Mike's first band started in 1961, when his brother brought home a battered Harmony acoustic guitar he'd found in an alley. Three high school classmates got together and formed a group. Mike had the only instrument, but being in the church choir, the band sang four-part harmony. They played Kingston Trio and Brothers Four songs. They wore nearly-identical striped cardigan sweaters, and called themselves The Sweatermen. They were the hottest thing to hit Bloomington High School (Illinois) that year.
A couple years later, Mike moved up a notch and played some in a group with a stand-up bass, banjo, and another guitar -- The Hydraulic Banana Singers. He remembers singing "John Henry," and "Don't Jump Off Of The Roof, Dad."
A turning point in Mike's musical career came when his father gave him a new Gibson LG1 acoustic guitar for high school graduation. It was way easier to play than the Harmony. The next year, in college, Mike sang with his good friend Dick Maiman on campus and at a coffeehouse in Highwood, Ill., called The Sound. Once they shared a stage with then-unknown-now-folk-legend Fred Holstein. They sang Ian and Sylvia songs, and Simon and Garfunkel.
Also in college, Mike played with the TKE fraternity group The Bent Fork Five Plus Two, an ensemble featuring a gut-bucket and jug in addition to Mike's guitar and Tom Davies' Ode banjo. Mike's favorite song from that era was one he learned from Todd McNutt: "Halitosis Beats No Breath At All." Finally, in college, Mike became friends with J. Michael Wilhelm, who was basically the poet laureate of Lake Forest College in the mid-60s. Mike played publicly many times with Wilhelm, who sang exclusively his own compositions, a la the latest campus rage, Bob Dylan. One of Wilhelm's tunes and some lyrics made it onto "Walkin' the Windy High Wire," nearly thirty years after they were written.
Then came the lean years. Mike strummed away, but got no better. He once sang at an open mic at Trout Fishing in America in Cambridge in 1969, but basically didn't play until he went to Europe and Central Asia with his first wife in 1972. In Italy he wrote several songs, one of which may appear on his next CD. On returning to the States and Western Massachusetts in 1973-74, he wrote another song or two.
It wasn't until the mid-80s, after completing an MFA in poetry at UMass, Amherst, that the songs began to flow. He hooked up with Lin Boehmer, formerly of Small Change, and formed The Ozone Cookies, which performed some John Prine, Dr. Hook, and Jimmy Buffet in addition to Mike's own songs. Then in 1989 Mike joined -- and subsequently named -- The Grownups, whose first gig ever was at the 20th anniversary of Woodstock, at Max Yasgur's farm. Things were starting to roll.

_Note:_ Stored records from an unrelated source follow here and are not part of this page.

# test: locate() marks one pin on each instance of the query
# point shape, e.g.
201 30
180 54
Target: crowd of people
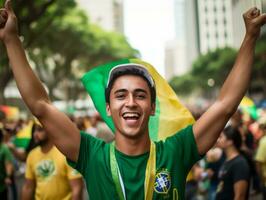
39 168
236 164
134 166
237 157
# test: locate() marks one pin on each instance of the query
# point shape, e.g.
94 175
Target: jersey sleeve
89 146
184 146
29 173
72 173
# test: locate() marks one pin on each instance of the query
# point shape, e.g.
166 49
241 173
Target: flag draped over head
23 136
249 107
170 115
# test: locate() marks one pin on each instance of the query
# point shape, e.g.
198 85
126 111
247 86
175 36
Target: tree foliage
62 44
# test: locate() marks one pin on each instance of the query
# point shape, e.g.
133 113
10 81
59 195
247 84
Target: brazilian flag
170 116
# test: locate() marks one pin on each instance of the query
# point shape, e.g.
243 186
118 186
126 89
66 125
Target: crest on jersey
162 182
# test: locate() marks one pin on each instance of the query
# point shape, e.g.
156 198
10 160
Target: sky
148 25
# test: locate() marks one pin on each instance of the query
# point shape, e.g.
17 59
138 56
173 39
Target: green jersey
174 158
5 156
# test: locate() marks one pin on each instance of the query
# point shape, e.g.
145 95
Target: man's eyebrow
140 90
120 90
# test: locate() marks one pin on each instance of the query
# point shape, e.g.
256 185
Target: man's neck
47 147
132 146
231 153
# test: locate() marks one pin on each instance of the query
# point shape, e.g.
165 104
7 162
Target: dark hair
1 135
233 134
132 71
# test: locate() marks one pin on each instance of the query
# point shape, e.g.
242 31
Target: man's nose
131 101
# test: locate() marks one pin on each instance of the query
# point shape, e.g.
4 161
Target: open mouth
131 116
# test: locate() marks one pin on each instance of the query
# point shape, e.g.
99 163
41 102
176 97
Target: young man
6 168
47 174
117 171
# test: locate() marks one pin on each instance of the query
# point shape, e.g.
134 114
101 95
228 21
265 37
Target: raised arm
61 130
209 126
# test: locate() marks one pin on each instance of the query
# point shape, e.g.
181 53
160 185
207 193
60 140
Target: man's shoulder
35 152
263 140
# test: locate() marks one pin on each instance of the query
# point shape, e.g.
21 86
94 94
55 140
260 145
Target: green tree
30 13
63 44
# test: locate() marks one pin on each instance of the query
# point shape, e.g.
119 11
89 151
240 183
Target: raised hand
8 22
254 21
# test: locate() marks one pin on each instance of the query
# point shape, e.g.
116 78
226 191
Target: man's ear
108 111
153 107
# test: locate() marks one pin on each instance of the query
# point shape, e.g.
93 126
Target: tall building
106 13
184 49
215 24
204 25
238 8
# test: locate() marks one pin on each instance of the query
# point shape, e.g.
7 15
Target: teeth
130 115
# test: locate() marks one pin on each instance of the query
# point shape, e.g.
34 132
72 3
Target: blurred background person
261 156
234 174
6 168
47 174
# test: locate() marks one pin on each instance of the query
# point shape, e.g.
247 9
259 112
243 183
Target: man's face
130 106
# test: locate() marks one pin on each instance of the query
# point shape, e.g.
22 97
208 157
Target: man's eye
120 96
141 96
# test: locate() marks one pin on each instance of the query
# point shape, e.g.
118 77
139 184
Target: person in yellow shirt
48 175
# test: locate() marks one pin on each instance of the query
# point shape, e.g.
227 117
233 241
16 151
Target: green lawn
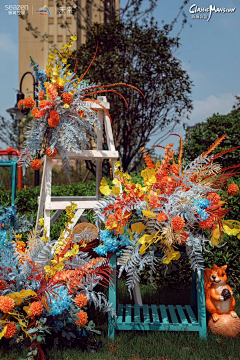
154 345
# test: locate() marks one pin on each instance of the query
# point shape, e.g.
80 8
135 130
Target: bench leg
112 299
201 307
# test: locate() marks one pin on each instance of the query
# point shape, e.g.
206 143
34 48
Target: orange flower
36 308
29 103
83 318
50 153
36 164
9 150
67 98
21 104
162 217
214 197
37 113
11 331
206 224
53 122
81 300
178 223
41 95
45 103
233 189
6 304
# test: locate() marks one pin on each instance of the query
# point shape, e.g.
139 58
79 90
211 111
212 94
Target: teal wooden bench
163 317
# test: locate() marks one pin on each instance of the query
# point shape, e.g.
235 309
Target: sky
209 52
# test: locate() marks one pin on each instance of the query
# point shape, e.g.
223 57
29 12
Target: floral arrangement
46 286
63 120
173 208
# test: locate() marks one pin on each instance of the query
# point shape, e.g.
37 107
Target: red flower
233 189
81 300
178 223
36 308
36 164
67 98
206 224
50 153
29 103
11 331
83 318
214 197
6 304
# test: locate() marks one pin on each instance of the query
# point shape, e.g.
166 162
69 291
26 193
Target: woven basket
79 228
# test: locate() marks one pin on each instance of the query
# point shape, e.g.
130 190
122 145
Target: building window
50 39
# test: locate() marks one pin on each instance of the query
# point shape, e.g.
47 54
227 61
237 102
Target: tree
199 138
142 56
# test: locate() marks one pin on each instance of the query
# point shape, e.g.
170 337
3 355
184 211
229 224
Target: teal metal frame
161 318
13 166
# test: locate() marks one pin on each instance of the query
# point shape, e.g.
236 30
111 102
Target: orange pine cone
21 104
206 224
37 113
53 122
50 153
81 300
36 308
36 164
29 103
178 223
45 103
11 331
67 98
233 189
83 318
6 304
214 197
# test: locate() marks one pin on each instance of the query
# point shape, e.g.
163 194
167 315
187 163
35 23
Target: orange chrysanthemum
6 304
45 103
162 217
50 153
41 95
81 300
206 224
36 308
53 122
83 318
11 331
37 113
36 164
178 223
21 104
233 189
9 150
29 103
67 98
214 198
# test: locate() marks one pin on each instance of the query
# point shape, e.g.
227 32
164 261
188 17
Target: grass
152 345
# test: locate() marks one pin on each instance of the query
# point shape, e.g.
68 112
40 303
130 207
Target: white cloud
202 109
7 45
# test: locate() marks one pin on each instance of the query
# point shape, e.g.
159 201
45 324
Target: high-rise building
58 19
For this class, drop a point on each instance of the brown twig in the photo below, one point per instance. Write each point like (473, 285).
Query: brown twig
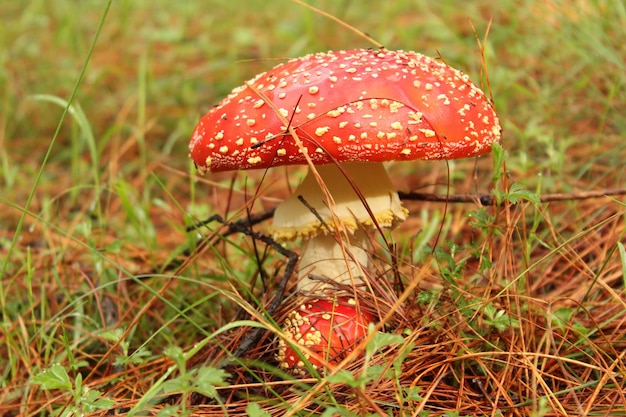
(489, 199)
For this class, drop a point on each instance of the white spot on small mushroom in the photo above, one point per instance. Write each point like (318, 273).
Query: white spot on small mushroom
(320, 131)
(443, 97)
(427, 132)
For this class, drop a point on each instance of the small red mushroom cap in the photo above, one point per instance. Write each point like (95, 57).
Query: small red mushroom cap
(358, 105)
(328, 329)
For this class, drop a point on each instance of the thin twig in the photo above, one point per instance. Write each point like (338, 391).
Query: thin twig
(489, 199)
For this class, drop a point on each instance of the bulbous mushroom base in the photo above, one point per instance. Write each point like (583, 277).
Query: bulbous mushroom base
(321, 332)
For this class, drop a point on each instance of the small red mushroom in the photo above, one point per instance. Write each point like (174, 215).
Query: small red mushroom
(327, 331)
(356, 109)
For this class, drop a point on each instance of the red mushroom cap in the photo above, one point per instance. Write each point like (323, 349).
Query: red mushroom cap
(358, 105)
(328, 329)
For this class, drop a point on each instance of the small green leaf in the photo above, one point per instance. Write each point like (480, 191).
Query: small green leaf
(255, 410)
(381, 340)
(55, 377)
(519, 192)
(499, 156)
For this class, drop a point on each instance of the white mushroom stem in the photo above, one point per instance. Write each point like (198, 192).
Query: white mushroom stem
(344, 216)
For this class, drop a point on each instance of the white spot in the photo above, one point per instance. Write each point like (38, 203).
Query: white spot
(320, 131)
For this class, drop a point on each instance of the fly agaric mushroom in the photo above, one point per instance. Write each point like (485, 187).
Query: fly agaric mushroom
(326, 330)
(336, 111)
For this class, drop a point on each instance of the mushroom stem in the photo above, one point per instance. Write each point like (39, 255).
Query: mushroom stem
(324, 257)
(308, 214)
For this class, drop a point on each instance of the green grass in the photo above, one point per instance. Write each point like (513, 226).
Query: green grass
(107, 302)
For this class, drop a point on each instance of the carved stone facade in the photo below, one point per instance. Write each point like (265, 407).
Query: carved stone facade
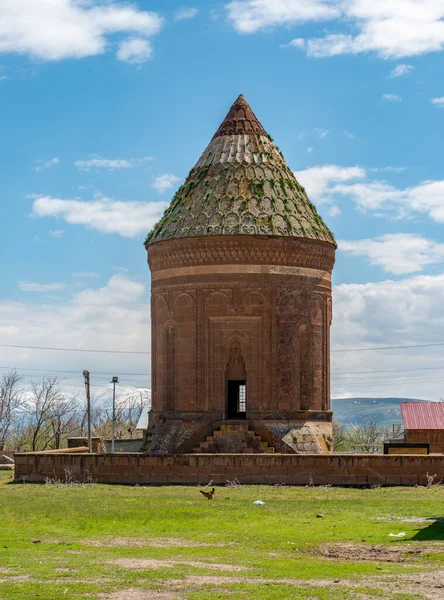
(241, 267)
(263, 320)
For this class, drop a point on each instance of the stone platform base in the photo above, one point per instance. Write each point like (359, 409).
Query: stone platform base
(308, 434)
(192, 469)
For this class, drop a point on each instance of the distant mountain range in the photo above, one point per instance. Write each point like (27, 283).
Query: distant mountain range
(384, 411)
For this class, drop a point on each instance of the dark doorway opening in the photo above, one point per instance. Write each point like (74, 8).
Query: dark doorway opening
(237, 399)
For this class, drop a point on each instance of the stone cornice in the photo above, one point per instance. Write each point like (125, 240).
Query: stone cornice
(238, 250)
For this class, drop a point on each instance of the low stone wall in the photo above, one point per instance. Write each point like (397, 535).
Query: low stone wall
(128, 468)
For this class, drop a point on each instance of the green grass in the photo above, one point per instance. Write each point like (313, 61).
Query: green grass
(265, 552)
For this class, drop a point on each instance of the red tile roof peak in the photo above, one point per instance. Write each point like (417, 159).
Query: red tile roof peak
(240, 120)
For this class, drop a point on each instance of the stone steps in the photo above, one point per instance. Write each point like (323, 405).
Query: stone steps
(236, 438)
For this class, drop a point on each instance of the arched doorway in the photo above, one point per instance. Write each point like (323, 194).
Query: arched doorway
(236, 383)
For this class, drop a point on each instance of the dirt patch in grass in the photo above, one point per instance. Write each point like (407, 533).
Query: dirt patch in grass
(151, 563)
(375, 553)
(16, 579)
(124, 542)
(428, 585)
(138, 594)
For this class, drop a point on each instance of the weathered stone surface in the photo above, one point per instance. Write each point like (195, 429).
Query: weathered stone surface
(292, 469)
(241, 291)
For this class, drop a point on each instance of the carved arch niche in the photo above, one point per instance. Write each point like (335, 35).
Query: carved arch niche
(254, 303)
(170, 369)
(218, 304)
(185, 319)
(160, 316)
(318, 353)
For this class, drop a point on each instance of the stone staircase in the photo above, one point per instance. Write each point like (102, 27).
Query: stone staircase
(234, 439)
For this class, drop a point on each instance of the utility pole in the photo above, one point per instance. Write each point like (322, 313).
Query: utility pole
(114, 380)
(88, 408)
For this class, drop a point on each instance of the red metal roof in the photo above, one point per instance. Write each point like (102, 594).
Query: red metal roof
(423, 415)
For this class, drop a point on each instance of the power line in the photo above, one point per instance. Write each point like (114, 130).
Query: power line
(146, 353)
(73, 349)
(387, 371)
(72, 372)
(387, 348)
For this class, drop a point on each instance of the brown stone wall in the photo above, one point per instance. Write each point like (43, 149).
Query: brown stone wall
(128, 468)
(256, 306)
(434, 437)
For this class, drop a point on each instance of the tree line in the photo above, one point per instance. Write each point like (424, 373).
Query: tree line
(40, 416)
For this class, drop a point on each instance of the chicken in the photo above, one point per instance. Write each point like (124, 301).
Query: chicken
(208, 495)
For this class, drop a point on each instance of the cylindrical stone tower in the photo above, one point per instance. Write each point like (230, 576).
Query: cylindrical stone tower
(241, 307)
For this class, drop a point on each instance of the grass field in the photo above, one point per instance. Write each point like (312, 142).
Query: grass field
(133, 543)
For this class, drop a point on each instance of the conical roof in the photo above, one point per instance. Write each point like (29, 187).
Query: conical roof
(241, 185)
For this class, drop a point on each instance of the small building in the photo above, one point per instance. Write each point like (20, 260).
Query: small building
(424, 424)
(241, 305)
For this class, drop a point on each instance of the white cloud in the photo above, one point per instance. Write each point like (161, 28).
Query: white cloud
(128, 219)
(393, 29)
(322, 133)
(296, 43)
(399, 253)
(317, 180)
(185, 13)
(111, 163)
(165, 182)
(388, 313)
(135, 51)
(46, 164)
(438, 102)
(332, 183)
(401, 70)
(334, 211)
(86, 275)
(387, 169)
(41, 288)
(250, 16)
(113, 317)
(392, 97)
(426, 198)
(119, 290)
(57, 233)
(55, 30)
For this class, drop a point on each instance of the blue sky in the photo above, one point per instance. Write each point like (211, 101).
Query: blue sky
(105, 108)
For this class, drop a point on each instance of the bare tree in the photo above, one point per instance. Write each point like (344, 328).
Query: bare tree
(10, 401)
(365, 437)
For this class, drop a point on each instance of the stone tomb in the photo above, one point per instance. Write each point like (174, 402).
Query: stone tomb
(241, 305)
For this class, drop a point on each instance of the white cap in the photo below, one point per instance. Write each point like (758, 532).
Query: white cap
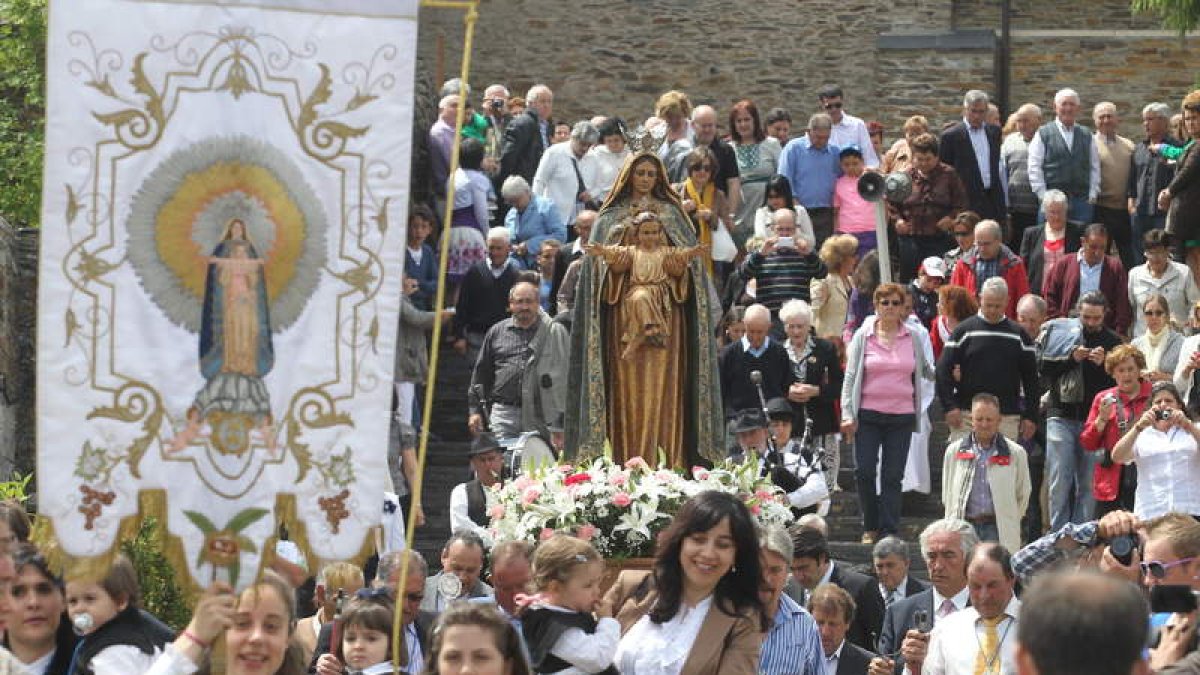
(934, 266)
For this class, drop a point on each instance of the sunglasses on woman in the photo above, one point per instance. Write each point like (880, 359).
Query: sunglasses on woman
(1158, 568)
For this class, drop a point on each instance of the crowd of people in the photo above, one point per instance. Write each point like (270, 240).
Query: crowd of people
(1044, 306)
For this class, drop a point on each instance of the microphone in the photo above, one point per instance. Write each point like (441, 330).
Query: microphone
(773, 457)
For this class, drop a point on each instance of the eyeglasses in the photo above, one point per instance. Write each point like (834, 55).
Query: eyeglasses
(1158, 568)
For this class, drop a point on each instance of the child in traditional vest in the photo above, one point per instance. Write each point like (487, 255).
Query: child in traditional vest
(559, 626)
(118, 637)
(366, 637)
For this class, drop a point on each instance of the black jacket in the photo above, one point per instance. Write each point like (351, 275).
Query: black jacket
(131, 627)
(424, 621)
(522, 148)
(1033, 254)
(735, 365)
(823, 369)
(955, 149)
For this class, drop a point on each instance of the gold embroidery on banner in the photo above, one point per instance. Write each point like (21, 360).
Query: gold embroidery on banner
(239, 63)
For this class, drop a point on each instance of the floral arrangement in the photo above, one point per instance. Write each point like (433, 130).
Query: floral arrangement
(619, 509)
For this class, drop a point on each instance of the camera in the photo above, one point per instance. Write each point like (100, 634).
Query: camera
(1122, 547)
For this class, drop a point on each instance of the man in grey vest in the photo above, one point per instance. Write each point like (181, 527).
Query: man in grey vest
(1014, 173)
(1063, 156)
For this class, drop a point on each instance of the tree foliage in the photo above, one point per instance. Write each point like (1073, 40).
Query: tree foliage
(1181, 16)
(22, 108)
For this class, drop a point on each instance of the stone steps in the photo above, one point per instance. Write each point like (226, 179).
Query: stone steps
(447, 466)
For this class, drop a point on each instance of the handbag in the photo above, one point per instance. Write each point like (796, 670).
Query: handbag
(724, 249)
(1071, 386)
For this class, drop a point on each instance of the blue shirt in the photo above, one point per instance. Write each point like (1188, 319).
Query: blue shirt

Enter the new millennium. Mike began recording his CD in July 2001, in Joe Lada's home studio (Joe records and performs his own music as Bobby Darling). Some 21 months later (way longer than Mike had expected), the CD was released. As word got out that Mike was going to try touring in support of the CD, musicians began to climb on board. Ruth Sterling was always part of the show, of course. But then rock-solid bass player Carolyn Bailey signed on. Next, in quick succession, extraordinary drummer Mike Rose (The Hilltones) and lightning-fingered lead guitarist Roland LaPierre (The Hilltones and The Rewinders) joined the traveling team. Finally, and unexpectedly, came teen-aged fiddle phenom Kelly Halloran. The band's first gig, absent Roland and Kelly, was in August, 2002 -- a benefit for the Plainfield, Mass., town playground. The next gig, with the full band, was an opener for Scott Alarik and Laura Wood at All Souls Church, Greenfield, Mass., March 15, 2003. Two Saturdays later, the band rocked the house -- over 100 frenzied fans -- at Mike's CD release party at the Buckland Public Hall, Buckland, Mass.